Why Capitalism works,
The free market capitalist system is the best system for supporting human dignity and pushing humans to behave morally. It does this by allowing individuals to take personal responsibility for their behavior. It allows individuals to find their most productive occupation, and forces people to face the challenges of the real world head on. It respects competition between free people. This is why it works and why only capitalism, of all systems, has led to permanently and significantly higher standards of living.
The summary of the article hold that the economy is set to boom. It cites similarity of historic patterns 75-75 “amidst terrible economic policy,” or with Clinton in 93, where “easy money” kept the economy afloat amidst Clinton tax hikes and HilaryCare. But the article’s argument gave no reason why the economy’s function would improve amidst non-capitalist-government influx of capital.

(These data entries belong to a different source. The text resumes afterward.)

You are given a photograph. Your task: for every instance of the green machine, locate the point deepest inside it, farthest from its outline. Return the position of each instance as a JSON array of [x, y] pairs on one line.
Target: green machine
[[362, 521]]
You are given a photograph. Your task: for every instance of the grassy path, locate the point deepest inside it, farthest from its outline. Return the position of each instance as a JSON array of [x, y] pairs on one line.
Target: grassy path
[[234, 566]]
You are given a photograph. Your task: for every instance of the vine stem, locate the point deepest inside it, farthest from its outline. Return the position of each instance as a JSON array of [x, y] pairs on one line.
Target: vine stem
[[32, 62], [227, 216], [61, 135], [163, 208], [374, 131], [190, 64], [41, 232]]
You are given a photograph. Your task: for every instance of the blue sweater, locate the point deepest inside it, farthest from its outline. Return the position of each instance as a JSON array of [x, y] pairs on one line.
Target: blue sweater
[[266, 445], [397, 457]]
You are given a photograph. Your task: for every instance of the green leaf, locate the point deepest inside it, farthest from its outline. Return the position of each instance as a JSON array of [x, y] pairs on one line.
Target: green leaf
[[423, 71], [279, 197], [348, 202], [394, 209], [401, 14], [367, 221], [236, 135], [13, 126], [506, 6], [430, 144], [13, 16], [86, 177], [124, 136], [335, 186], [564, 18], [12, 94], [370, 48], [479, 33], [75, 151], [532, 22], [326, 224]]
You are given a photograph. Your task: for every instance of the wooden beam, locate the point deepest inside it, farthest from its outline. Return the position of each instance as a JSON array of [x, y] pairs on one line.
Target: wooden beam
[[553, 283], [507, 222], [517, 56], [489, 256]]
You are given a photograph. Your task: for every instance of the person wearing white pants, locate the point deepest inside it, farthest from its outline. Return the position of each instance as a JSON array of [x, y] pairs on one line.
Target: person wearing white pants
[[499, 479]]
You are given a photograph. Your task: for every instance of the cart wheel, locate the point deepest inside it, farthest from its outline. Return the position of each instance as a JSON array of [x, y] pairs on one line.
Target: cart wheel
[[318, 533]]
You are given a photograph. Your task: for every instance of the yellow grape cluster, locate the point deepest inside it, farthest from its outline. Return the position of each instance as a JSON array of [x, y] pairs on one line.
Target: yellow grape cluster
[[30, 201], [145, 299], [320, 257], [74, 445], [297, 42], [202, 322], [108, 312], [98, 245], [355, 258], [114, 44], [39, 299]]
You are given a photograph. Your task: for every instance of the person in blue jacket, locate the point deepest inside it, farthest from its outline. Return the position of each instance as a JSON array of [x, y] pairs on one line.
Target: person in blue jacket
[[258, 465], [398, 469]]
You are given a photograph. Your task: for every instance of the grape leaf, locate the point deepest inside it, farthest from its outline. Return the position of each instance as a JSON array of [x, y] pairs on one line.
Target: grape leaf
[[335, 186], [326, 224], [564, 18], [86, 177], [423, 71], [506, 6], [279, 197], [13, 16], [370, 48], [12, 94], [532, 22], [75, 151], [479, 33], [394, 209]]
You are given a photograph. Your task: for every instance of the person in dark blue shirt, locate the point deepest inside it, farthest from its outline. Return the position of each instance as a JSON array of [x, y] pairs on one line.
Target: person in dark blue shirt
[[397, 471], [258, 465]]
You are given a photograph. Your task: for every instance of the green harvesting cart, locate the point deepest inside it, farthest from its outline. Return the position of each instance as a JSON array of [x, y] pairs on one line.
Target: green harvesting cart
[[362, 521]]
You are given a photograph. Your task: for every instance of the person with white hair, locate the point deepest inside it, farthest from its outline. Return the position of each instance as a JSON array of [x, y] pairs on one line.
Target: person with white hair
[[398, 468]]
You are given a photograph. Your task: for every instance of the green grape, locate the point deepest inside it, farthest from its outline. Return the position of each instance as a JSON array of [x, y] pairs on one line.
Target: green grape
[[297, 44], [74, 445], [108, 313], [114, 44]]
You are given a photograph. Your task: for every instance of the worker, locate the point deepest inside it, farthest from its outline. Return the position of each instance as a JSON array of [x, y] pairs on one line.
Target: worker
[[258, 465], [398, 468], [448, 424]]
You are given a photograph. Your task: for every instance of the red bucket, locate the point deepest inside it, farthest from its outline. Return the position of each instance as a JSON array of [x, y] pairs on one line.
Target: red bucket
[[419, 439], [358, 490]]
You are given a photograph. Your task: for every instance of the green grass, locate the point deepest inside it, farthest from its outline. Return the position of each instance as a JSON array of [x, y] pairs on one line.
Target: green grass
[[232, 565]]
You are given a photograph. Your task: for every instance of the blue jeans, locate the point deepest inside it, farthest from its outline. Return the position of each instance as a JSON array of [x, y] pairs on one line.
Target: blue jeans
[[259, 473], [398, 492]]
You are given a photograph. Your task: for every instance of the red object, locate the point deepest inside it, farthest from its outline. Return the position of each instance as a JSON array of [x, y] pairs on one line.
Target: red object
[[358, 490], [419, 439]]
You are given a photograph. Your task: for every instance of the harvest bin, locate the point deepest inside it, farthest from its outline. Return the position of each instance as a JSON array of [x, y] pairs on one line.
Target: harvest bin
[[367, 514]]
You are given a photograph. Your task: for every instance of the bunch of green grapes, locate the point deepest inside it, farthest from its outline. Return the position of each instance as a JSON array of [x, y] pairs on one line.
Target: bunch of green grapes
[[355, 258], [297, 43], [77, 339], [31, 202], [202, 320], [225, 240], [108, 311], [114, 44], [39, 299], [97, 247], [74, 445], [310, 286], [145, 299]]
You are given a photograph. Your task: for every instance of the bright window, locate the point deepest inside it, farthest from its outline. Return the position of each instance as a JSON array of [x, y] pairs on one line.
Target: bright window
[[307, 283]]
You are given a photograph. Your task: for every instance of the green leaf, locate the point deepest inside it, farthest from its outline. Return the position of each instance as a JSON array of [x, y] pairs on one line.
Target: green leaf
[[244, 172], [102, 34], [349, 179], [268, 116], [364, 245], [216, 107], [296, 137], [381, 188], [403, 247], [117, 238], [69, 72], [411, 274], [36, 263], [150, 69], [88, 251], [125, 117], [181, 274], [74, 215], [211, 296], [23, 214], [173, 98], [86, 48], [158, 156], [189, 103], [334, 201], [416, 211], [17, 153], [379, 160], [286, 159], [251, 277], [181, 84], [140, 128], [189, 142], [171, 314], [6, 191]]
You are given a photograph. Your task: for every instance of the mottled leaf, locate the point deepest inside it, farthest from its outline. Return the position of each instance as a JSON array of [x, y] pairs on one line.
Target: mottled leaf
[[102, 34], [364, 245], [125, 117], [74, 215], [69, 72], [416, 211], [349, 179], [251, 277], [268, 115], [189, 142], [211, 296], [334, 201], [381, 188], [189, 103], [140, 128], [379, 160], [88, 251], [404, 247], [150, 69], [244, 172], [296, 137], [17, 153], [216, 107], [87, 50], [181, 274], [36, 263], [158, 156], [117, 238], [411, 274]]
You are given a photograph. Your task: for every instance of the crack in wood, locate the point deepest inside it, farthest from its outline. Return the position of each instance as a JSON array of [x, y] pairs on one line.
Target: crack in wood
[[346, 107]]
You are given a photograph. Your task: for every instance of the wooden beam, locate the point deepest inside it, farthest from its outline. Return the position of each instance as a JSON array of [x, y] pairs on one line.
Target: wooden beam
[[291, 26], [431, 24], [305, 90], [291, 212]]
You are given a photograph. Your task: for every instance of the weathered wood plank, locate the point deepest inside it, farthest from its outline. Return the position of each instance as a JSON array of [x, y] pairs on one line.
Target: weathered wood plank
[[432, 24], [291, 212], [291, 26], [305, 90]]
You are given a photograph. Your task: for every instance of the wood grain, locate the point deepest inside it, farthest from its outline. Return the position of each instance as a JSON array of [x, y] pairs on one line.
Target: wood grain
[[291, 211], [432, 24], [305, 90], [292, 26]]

In fact, it did not address the counter argument, which I have hinted here that capitalist investments encourage profit and lower risk. The article even mentioned this proposition, but it never considered its implication for its main argument that the market is set a major boom.
To the contrary, the article’s own evidence suggests the contrary, that capitalism’s investors (i) lower risk and increase profits by their very tenacity and shrewdness, and that (2) the government capital influx did not come through these shrewd capital investors; from here we see good reason to think the economy is not poised for boom. That is because, while the economy might be “floating on a sea of capital” as the articles asserts, it is capital outside the management of shrewd capitalist investors — in a word it is not monies for which investors have sweat and bled. So, it can be more easily “risked or gambled” for that which might turn a high yield. We all know how this goes.
When I was a young man, my Mother gave me a large sum of monies to finish school. I deeply believe that I would not have spent as much of that money eating out, if I had sweat for it  each day. But the illustrious hope of “doing it better than the natural-system of work for pay” drives our government to give money away for the overall hope to conquer nature.
But the fear is that the government influx of money will only flood the economy with cash, but it won’t promote the needed organization of capital to promote wise investment and profit.
Big government, low interest rates, and high liquidity in the markets primes the pump for investment and expansion of business. BUT the worry is that the influx of capital has come through non-capitalist means and through institutions, such as banks and financial institutions, through relatively free means — where it lacks the safeguards of the traditional capitalist miserly investor. Hence, the worry is that the people and institutional structure of these bailouts will not use the money wisely — as normal capitalist investment prod them to do.